General economic environment
Germany – exports and domestic demand drive upswing
Economic recovery in Germany progressed steadily during the course of 2006. The German Council of Economic Experts and the OECD are both forecasting (as of November 2006) that Germany’s gross domestic product will grow by 2.4 percent in real terms in 2006. In November 2005, this Council of Economic Experts was still forecasting a real increase in GDP in 2006 of only 1.0 percent.
This is the highest growth rate since 2000, and the second highest growth rate in the last 10 years. According to economic researchers, strong export growth continues to fuel this positive economic development. But for the first time, a substantial upswing in domestic demand is also contributing to it. Although domestic demand is driven primarily by higher investments in equipment and construction, private consumption is also playing a significant role. Energy prices, which remained high in 2006, continued to subdue growth. Experts believe that infl ation will be around 1.8 percent.
Labor market – situation eases
Because of significant increases in capacity utilization, companies once again need labor reinforcements. This will lead to a perceptible rise in the number of employed persons, particularly employees for whom social insurance contributions are mandatory. Economists estimate an average of 4.5 million registered unemployed in 2006. This is equivalent to an approximately 0.8 percentage point reduction of the unemployment rate to 10.9 percent.
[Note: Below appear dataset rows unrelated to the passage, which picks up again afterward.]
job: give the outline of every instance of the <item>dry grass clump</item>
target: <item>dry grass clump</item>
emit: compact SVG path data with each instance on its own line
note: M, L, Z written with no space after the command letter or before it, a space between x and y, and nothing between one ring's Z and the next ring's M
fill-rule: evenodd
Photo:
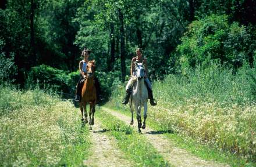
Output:
M166 108L159 107L164 106L159 103L158 107L150 109L149 117L163 129L189 135L246 159L255 159L256 105L223 108L214 103L194 104Z
M163 129L255 162L255 67L234 71L213 63L186 75L167 75L153 84L158 104L150 107L148 118ZM116 106L125 91L121 86L112 93Z
M63 157L80 140L72 104L39 90L0 88L0 166L66 164Z

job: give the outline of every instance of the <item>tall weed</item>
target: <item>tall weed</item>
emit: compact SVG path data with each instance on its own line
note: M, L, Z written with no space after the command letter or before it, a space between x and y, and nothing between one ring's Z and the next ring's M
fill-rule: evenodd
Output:
M254 68L244 64L234 71L213 62L187 71L154 82L158 104L150 107L150 119L165 130L255 161L256 100L248 80L256 74ZM120 86L112 93L118 107L123 107L120 104L125 91Z

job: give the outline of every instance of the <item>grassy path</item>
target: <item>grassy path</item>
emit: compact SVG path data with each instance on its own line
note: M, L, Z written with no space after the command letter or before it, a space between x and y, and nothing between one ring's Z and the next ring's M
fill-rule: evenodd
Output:
M102 128L101 123L97 118L93 130L90 130L91 148L89 151L92 155L84 161L83 165L87 166L133 166L132 162L124 157L116 148L114 139L105 134L106 130Z
M130 121L130 118L123 114L105 107L101 107L101 109L119 118L127 124ZM137 125L136 121L134 124ZM133 127L135 128L134 125ZM147 127L142 130L142 133L158 152L175 166L229 166L227 165L201 159L183 149L175 147L169 140L165 139L161 132L154 131Z

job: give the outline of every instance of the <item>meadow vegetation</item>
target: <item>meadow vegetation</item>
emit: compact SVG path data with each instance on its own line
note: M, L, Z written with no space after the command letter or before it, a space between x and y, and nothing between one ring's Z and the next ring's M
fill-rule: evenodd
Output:
M235 71L215 62L188 71L154 82L158 104L150 108L148 117L162 129L255 162L255 68L244 64ZM120 104L125 90L113 89L111 103L127 110Z
M136 166L169 166L143 135L118 118L102 110L97 115L107 133L114 137L118 147L127 157L133 160Z
M79 166L88 129L68 101L36 89L0 86L0 162L3 166Z

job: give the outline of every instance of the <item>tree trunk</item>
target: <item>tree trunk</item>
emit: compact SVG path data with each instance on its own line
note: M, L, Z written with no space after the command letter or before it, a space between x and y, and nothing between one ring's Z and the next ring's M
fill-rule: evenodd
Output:
M195 9L194 9L194 0L189 0L189 21L191 22L194 20L194 18L195 17Z
M32 60L32 66L36 64L37 59L35 53L35 40L34 40L34 0L31 0L31 13L30 13L30 55Z
M137 27L136 34L137 34L137 38L138 38L138 48L141 48L143 47L142 32L138 27Z
M113 69L113 64L115 61L115 36L114 36L114 24L111 23L110 24L110 40L111 40L111 50L110 58L108 64L108 71L111 71Z
M125 82L126 74L125 66L125 30L123 28L123 15L121 10L119 10L120 21L120 58L121 58L121 75L122 82Z

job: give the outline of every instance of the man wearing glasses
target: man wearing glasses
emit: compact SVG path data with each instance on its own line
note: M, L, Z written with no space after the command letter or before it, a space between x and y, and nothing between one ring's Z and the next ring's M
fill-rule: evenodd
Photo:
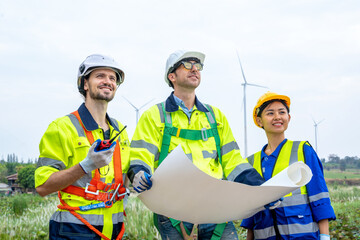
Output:
M241 157L222 112L196 97L204 58L200 52L176 51L167 59L165 82L174 91L165 102L143 113L131 142L128 176L135 191L140 193L151 188L152 173L179 144L190 161L212 177L249 185L264 182ZM186 193L186 189L179 191ZM189 239L194 226L162 215L154 219L163 239ZM198 237L238 239L232 222L200 224Z

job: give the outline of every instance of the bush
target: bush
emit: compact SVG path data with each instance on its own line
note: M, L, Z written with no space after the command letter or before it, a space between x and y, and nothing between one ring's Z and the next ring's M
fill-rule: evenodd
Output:
M12 198L11 206L15 215L22 215L28 208L28 202L21 194L17 194Z

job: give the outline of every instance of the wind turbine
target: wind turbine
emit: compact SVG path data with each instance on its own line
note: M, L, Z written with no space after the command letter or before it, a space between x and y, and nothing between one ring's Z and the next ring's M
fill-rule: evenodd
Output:
M317 126L322 123L325 119L319 121L319 122L315 122L315 120L313 119L314 121L314 127L315 127L315 151L317 152Z
M247 157L247 127L246 127L246 86L253 86L253 87L261 87L261 88L268 88L268 87L265 87L265 86L260 86L260 85L257 85L257 84L252 84L252 83L248 83L246 81L246 78L245 78L245 74L244 74L244 70L242 68L242 65L241 65L241 61L240 61L240 57L239 57L239 53L236 51L236 54L238 56L238 60L239 60L239 64L240 64L240 68L241 68L241 73L242 73L242 76L243 76L243 79L244 79L244 83L242 83L241 85L244 87L243 90L244 90L244 143L245 143L245 157Z
M134 104L132 104L126 97L123 96L123 98L131 105L133 106L133 108L135 108L135 112L136 112L136 125L139 121L139 110L142 109L143 107L145 107L148 103L150 103L152 100L154 100L155 98L151 99L150 101L148 101L147 103L145 103L144 105L142 105L141 107L137 108L135 107Z

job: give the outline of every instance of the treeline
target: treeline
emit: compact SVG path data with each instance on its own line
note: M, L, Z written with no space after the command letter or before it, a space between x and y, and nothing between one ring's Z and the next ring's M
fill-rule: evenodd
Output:
M349 157L340 158L336 154L330 154L328 159L321 159L322 164L326 170L339 169L340 171L346 171L346 169L360 169L360 158Z
M18 156L13 154L8 154L6 159L2 157L0 159L0 182L7 183L7 176L17 173L18 181L21 187L24 189L34 188L34 172L36 169L37 159L27 159L24 161L21 159L19 161Z

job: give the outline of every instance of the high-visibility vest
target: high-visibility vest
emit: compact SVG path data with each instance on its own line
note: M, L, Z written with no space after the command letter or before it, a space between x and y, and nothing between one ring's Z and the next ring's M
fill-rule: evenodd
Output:
M160 106L158 106L159 109L162 109L163 115L165 116L165 129L164 129L164 135L162 139L162 145L161 145L161 151L160 151L160 157L159 157L159 165L161 162L167 157L169 154L169 146L171 142L171 137L176 136L179 138L187 139L187 140L194 140L194 141L207 141L208 138L214 137L215 143L216 143L216 150L218 154L218 160L221 165L221 147L220 147L220 137L217 130L217 123L215 119L215 115L212 112L212 109L207 106L208 112L206 112L206 117L208 119L208 122L210 124L210 129L201 129L201 130L192 130L192 129L180 129L177 127L174 127L172 125L171 120L171 113L165 111L165 102L160 103ZM182 235L180 223L181 221L169 218L171 221L171 224L176 228L176 230ZM157 220L156 220L156 214L154 214L154 222L157 226ZM211 240L220 240L222 233L224 232L224 229L226 227L226 223L217 224L215 227L215 230L213 232L213 235L211 237ZM190 234L189 229L187 229L184 226L187 234Z
M279 155L276 159L276 163L272 172L272 176L275 176L288 166L298 161L305 163L304 157L304 145L308 144L307 141L290 141L287 140L282 148L280 149ZM261 168L261 151L249 156L249 163L263 176L263 171ZM307 195L306 186L287 194L284 196L284 200L278 206L281 207L291 207L296 205L310 204L309 197ZM276 210L276 209L275 209ZM296 224L289 223L287 225L277 225L274 226L279 231L280 235L291 235L295 233L311 233L317 232L319 230L318 224L316 222L311 222L309 224ZM265 239L271 236L276 235L276 230L274 228L266 229L253 229L255 239Z
M94 137L91 131L88 131L84 124L81 121L80 115L78 111L72 113L79 123L81 124L86 137L90 144L94 143ZM109 240L103 233L93 227L88 221L86 221L83 217L81 217L77 211L87 211L95 208L110 208L113 206L113 201L120 201L127 194L127 189L124 186L123 176L122 176L122 166L121 166L121 153L120 153L120 143L118 139L116 140L116 146L113 153L113 163L114 163L114 180L113 184L106 184L100 180L100 172L99 169L95 170L94 177L91 179L90 183L87 184L86 188L81 188L77 186L70 185L61 190L61 192L74 194L80 197L83 197L87 200L96 200L101 201L97 204L91 204L87 206L69 206L61 197L60 191L58 193L61 204L58 205L59 209L68 210L71 214L73 214L76 218L78 218L82 223L88 226L92 231L98 234L103 239ZM101 192L100 192L101 191ZM112 191L112 192L110 192ZM115 196L114 196L115 194ZM125 225L122 223L122 228L120 233L117 236L117 240L121 239L125 232Z

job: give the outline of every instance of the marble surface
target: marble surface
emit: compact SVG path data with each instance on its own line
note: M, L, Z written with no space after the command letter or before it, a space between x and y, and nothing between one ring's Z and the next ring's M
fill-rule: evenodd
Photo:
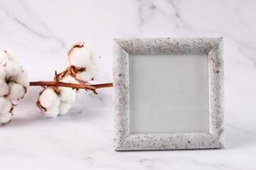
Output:
M44 119L40 88L17 102L0 128L0 168L255 169L256 2L253 0L0 0L0 48L31 81L65 68L71 44L87 40L101 56L97 81L112 82L112 38L224 37L226 148L113 151L113 89L81 93L70 114Z

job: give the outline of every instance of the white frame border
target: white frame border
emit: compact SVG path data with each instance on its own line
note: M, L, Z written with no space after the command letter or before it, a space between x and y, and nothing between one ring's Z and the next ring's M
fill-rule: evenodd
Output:
M223 38L114 39L115 150L212 149L224 147ZM129 54L207 54L209 133L130 134Z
Private consumption – positive trend
Private consumption is growing in response to the recovery on the labor market, albeit with a delay. However, in response to the 19-percent VAT increase effective as of January 1, 2007, private consumption should be stimulated by advance spending in the second half of 2006. Experts are therefore forecasting a real increase in private consumption of 0.9 percent in 2006.
Retail – mood improves
The mood among German retailers improved in 2006. This is the conclusion reached by a current economic survey carried out by the German retail association, HDE, in September 2006. In view of the improved overall economic situation, issues such as consumer sentiment, discount wars, and a loss of attractiveness in inner cities have slipped into the background. The focus has now switched to the VAT increase and deregulating store opening hours. The German retail associations, BAG and HDE, are unanimous in their forecasts for 2006 that retailers in the narrow sense (i.e. retail sales excluding motor vehicles, mineral oil, and pharmacists) will record nominal sales growth for the fi rst time in four years. BAG is forecasting nominal growth between 0.5 and 1.0 percent for 2006, while HDE is forecasting a 0.75 percent increase in revenues. In real terms, however, this translates as zero growth.
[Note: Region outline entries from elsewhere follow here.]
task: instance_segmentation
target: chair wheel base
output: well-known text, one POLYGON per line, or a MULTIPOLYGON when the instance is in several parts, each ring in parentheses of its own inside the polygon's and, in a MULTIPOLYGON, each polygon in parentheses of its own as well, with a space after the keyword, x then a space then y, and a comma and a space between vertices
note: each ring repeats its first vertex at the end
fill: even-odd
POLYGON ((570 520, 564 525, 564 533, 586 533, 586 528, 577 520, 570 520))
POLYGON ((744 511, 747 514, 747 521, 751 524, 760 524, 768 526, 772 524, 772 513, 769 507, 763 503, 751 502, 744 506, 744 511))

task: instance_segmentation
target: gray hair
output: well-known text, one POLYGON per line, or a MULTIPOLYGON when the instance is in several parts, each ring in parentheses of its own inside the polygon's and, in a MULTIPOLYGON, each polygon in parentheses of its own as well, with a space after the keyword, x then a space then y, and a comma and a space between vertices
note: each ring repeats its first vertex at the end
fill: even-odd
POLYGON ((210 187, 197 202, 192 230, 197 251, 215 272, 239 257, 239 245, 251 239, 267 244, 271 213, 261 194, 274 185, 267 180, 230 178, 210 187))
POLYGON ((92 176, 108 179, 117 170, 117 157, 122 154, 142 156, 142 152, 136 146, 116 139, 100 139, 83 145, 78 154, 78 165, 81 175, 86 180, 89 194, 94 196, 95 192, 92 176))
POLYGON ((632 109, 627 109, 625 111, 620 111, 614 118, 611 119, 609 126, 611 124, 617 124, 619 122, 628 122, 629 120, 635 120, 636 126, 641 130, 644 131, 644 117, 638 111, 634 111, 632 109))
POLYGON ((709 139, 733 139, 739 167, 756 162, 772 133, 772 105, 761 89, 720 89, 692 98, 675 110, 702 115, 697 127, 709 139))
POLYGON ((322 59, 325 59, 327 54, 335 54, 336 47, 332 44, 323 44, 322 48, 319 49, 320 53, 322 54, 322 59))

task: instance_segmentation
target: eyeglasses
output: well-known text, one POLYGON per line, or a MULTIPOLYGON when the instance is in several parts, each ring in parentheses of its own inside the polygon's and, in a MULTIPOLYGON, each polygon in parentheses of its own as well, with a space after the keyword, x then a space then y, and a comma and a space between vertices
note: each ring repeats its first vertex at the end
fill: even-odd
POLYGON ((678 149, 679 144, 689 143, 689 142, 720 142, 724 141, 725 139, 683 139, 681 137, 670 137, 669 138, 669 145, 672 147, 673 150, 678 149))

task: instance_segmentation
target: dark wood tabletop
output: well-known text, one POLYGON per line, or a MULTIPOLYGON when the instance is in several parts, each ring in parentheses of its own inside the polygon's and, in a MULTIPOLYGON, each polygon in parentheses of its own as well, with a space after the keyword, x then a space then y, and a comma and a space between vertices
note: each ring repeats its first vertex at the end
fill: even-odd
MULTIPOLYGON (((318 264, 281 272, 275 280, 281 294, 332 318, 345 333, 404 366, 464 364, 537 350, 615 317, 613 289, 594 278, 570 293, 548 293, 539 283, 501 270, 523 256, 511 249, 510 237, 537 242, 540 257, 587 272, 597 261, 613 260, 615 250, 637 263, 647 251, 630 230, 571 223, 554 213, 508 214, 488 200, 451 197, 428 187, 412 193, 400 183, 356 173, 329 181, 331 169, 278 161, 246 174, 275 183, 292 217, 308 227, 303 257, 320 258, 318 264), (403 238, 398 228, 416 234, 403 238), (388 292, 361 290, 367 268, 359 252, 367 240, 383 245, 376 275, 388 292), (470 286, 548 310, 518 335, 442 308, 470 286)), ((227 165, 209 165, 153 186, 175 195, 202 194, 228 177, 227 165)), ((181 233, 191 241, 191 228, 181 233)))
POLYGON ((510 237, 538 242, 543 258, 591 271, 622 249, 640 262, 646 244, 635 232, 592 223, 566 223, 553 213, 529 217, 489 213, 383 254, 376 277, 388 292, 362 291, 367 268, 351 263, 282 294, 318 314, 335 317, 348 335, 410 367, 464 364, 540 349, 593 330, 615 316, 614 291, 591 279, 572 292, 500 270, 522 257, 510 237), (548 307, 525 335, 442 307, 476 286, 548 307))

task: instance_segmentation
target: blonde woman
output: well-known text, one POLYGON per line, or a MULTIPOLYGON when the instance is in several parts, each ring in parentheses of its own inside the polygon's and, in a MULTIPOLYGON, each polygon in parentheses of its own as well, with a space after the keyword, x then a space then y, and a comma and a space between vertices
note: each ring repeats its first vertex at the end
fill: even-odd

Europe – recovery on a wider foundation
Economic growth in the Eurozone in 2006 took a positive turn. The German Council of Economic Experts is forecasting overall economic growth of 2.7 percent for 2006. Although this is only slightly above the previous year, the upturn has a broader foundation. This is demonstrated by considerably narrower discrepancies between the growth rates of the individual member states. The particularly vigorous economic recovery in Germany has a stimulating effect on the other member states in the Eurozone. Experts believe that private consumption in the Eurozone will increase by 2.6 percent in 2006. This is primarily due to favorable developments on the European job market.
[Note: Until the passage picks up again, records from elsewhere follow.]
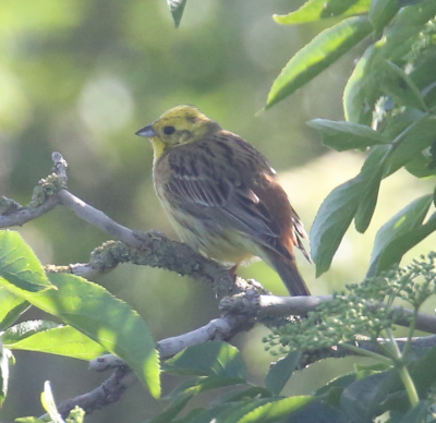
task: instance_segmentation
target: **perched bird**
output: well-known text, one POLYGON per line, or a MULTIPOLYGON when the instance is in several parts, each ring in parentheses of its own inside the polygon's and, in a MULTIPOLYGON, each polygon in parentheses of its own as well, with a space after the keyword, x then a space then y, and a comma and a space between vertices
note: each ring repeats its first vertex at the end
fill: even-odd
POLYGON ((180 238, 237 266, 253 256, 280 275, 292 295, 310 295, 295 266, 304 227, 276 172, 251 144, 193 106, 178 106, 136 132, 154 147, 156 193, 180 238))

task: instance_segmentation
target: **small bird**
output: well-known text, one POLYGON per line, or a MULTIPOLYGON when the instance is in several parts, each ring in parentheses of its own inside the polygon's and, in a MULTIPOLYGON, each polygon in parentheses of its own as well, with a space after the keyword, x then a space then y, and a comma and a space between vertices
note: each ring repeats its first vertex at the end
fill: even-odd
POLYGON ((178 106, 136 132, 154 147, 153 177, 182 241, 234 264, 253 256, 271 266, 292 295, 310 295, 293 247, 307 239, 265 156, 194 106, 178 106))

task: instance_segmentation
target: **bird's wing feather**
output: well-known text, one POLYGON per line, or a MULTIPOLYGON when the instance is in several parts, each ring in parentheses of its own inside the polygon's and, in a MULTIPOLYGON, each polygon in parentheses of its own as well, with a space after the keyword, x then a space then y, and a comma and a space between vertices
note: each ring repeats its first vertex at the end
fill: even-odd
POLYGON ((232 142, 232 148, 220 138, 215 140, 214 148, 199 143, 191 155, 186 152, 192 147, 190 144, 172 149, 168 158, 172 171, 167 189, 186 211, 215 219, 276 250, 274 240, 281 237, 281 229, 256 195, 255 188, 246 182, 262 178, 254 169, 267 169, 274 174, 272 170, 263 156, 252 153, 250 144, 235 135, 232 142), (239 157, 241 160, 237 161, 239 157))

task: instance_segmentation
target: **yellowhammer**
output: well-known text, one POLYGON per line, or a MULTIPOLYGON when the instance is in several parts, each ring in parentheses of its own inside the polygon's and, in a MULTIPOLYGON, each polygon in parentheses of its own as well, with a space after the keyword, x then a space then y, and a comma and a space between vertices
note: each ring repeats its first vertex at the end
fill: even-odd
POLYGON ((136 132, 150 138, 156 193, 180 238, 237 266, 259 256, 293 295, 310 295, 293 246, 304 227, 267 159, 193 106, 166 111, 136 132))

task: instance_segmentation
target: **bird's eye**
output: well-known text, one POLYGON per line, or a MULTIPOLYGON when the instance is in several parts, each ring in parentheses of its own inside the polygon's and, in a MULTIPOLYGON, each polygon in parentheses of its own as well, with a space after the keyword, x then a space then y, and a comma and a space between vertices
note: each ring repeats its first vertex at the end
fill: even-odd
POLYGON ((174 126, 165 126, 164 128, 164 133, 166 135, 171 135, 175 132, 175 128, 174 126))

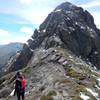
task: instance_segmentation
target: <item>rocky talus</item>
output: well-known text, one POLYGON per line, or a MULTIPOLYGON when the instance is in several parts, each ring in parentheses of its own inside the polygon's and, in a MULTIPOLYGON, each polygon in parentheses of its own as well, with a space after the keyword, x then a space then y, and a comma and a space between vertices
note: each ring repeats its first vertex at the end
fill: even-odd
POLYGON ((34 31, 0 79, 0 100, 10 97, 18 70, 27 78, 26 100, 100 100, 100 30, 92 15, 69 2, 34 31))

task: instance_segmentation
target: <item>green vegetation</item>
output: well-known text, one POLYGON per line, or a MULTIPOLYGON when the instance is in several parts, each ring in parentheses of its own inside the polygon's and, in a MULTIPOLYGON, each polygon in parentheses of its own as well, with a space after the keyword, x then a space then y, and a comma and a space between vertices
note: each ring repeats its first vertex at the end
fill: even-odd
POLYGON ((57 93, 55 91, 50 91, 47 96, 56 96, 57 93))
POLYGON ((54 100, 52 96, 56 96, 56 92, 55 91, 50 91, 46 96, 43 95, 40 100, 54 100))
POLYGON ((54 100, 54 99, 53 99, 53 97, 51 97, 51 96, 45 96, 45 95, 43 95, 43 96, 40 98, 40 100, 54 100))
POLYGON ((74 97, 72 97, 72 100, 83 100, 83 99, 80 98, 79 96, 74 96, 74 97))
Economic growth was even more dynamic in the 10 southern and eastern European countries that joined the European Union on May 1, 2004. The Council of Economic Experts estimates economic growth in these countries at 5.5 percent for 2006. The economy in the Eurozone not only causes a strong increase in exports, but domestic demand has also increased as a result of a high level of capital expenditure. The easing up the job market leads experts to predict substantial increases in private consumption as well.